When I was twenty-two, I thought I knew everything, and didn’t need anyone to help. A couple years later the recession hit. I needed help. Lesson learned. The wisest people I know tend to be the humblest, the quickest to listen, and slowest to speak. This is true because those people know life changes fast. Best-practices from even ten years ago are already out of style. The smart, hard-working, clever people who adapt and help each other are the ones that endure. Allow the good people around you to help shape who you become.


Of course, if I had told Jim all the same information without mentioning the guy whose advice I cherished, we never would have realized this cosmic coincidence. Everybody knows that all high achievers were helped by others, but we still ought to give credit where credit is due. After all, wouldn’t you enjoy a shout-out if you were on the other side of the equation? Which leads me to one final point. 
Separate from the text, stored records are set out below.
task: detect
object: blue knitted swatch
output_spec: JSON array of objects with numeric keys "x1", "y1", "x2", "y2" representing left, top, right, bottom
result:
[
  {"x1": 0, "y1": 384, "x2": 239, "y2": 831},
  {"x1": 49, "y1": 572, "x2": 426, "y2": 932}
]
I know, life gets busy, yadda yadda yadda. Somehow, in the midst of a budding young career, Jim found time to speak to a group of students. He gave his best advice. For free. I occasionally get asked by students a year behind me at Northwestern how I got this data science job. I tell them that it wasn’t easy, but I had help along the way. As a result, I should be willing to help them. Perhaps a decade from now I’ll be sitting at dinner with a stranger, only to realize he was one of those kids who “made it” in part due to advice I give today.